Dong Jung, a college student from Korea, shops at Lotte Plaza, an Asian supermarket, in Baltimore, Maryland.
"I came here (U.S) five years ago. I miss a lot of Korean food and Asian food every day. So ( I ) come here to shop Korean food and kimchi, sushi, a lot of stuff."
Han Kim goes to one of the Lotte chain stores in Fairfax, Virginia. He has been in the U.S. more than 30 years.
"I still miss a lot of Korean food. I really like it."
"When I came here first time in 1968, the price was really expensive and (there were) not many (Asian) stores. Nowadays (it is) really cheap and (there are) a lot of competitive stores we really like."
The bustle of this warehouse of Rhee Bros. Inc, an Asian food wholesaler and distributor based in Columbia, Maryland, speaks volumes about the changes in the US retail grocery business.

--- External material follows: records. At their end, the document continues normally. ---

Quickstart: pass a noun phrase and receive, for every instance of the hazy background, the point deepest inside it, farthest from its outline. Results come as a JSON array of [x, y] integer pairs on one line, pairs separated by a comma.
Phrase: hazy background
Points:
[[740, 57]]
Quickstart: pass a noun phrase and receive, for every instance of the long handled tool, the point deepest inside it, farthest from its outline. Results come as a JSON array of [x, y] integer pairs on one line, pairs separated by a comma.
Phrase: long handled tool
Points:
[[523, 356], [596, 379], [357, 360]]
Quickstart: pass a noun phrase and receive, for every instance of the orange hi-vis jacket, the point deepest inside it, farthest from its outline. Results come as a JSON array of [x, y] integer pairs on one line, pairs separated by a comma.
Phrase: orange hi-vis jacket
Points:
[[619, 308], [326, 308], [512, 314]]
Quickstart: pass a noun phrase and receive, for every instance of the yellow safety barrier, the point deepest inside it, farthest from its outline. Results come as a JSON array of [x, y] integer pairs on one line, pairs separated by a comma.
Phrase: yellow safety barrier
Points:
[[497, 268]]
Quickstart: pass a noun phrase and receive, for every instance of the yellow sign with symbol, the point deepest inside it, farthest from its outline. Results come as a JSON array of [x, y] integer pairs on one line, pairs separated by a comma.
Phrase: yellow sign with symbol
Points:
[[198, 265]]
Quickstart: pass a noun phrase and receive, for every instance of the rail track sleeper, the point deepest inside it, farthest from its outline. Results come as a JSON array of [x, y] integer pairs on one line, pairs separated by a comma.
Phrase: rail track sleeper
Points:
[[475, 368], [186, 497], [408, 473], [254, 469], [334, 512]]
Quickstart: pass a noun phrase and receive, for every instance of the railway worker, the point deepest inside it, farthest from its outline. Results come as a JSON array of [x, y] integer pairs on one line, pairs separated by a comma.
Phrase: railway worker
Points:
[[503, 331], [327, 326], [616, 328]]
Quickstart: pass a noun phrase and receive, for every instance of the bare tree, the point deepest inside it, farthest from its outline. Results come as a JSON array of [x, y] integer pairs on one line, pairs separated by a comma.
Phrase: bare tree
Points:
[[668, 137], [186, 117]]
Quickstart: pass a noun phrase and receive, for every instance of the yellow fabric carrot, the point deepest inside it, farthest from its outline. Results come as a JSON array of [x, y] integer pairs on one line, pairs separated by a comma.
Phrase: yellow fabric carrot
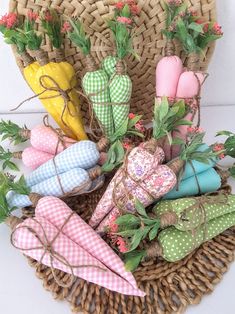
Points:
[[54, 82]]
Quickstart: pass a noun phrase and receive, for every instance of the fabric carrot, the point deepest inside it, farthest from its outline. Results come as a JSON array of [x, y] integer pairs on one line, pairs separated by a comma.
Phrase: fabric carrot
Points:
[[54, 82], [84, 154], [95, 81], [170, 67], [42, 138], [30, 156], [142, 176], [99, 269], [194, 35], [120, 86], [99, 249], [73, 181]]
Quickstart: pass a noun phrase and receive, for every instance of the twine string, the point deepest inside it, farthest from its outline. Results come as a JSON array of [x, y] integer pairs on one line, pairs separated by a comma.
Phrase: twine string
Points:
[[48, 248]]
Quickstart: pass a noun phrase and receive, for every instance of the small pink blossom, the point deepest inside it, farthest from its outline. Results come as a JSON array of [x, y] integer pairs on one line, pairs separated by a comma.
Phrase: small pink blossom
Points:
[[135, 10], [122, 246], [218, 147], [217, 29], [66, 27], [120, 5], [47, 16], [139, 126], [175, 2], [32, 16], [124, 20]]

Syng Man Rhee, a Korean immigrant, is the founder.
SYNG MAN RHEE
"I started in 1976 as a small wholesaler in Silver Spring, Maryland. After that I moved to this warehouse, now this main warehouse is 165,000 square feet ( more than 18,000 square meters), another extra three warehouses around here, all together maybe 350,000 square feet (almost 40,000 square meters). "
Rhee Bros. also has nine of its own retail outlets called Assi or Lotte Plaza and it also distributes to 1,500 supermarkets across the U.S. Many of its 10,000 items are imported but it has its own brands too. This year Rhee Bros. expects to reach 500 million dollars in revenue. Rhee says he never expected expansion on this scale.
SYNG MAN RHEE
"I have never thought about that. But I want to say I wanted to make it bigger but not like that."
Within the Asian grocery business, competition is fierce. Just in the Washington suburban areas there are several chain stores on a large scale such as Super H Mart, Han Ah Reum, Grand Mart, Global Market and Lotte.
The phenomenal growth reflects a demographic sea change.
The Asian and Pacific Islanders population in the U.S. increased from 3.7 million in 1980 to 13 million in 2004 according to the U.S. Census Bureau. While most of the Asian grocery chains are owned by Korean immigrants, they also cater to South Asians like these two customers from India and Pakistan.
"There are a variety of fresh vegetables, which I can't get anywhere else. And they assorted ethnic food that I can find here."
"Most of seafood we buy from here. We cannot find them in American stores. Some grocery like eastern food, we buy from here."
The general American public is also exploring new tastes. Netta Warren of Ellicott city, Maryland started to shop at Lotte Plaza on a friend's recommendation.
"They have a big selection. Things I don't know about. So I am going to learn about them because it's healthy and tastes good."
David DeRengis from Dorsey, Maryland has eaten Asian food for over 35 years.
"I love it. I love Asian food. All kinds of. I guess Japanese and Thai are my favorite since I was stationed in both of those countries."
Even Mainstream supermarket chains dedicate more shelf space to ethnic foods.
Barry Scher is vice president of public affairs for Giant Foods Inc.
"The growth of ethnic foods in our stores has been phenomenal. Even five years ago we had nowhere near various wide of verity of products we are selling in our stores today."
Syng Man Rhee credits the growth of his industry to the developing new products, and improving the quality of food and service; all designed to appeal to America's changing tastes.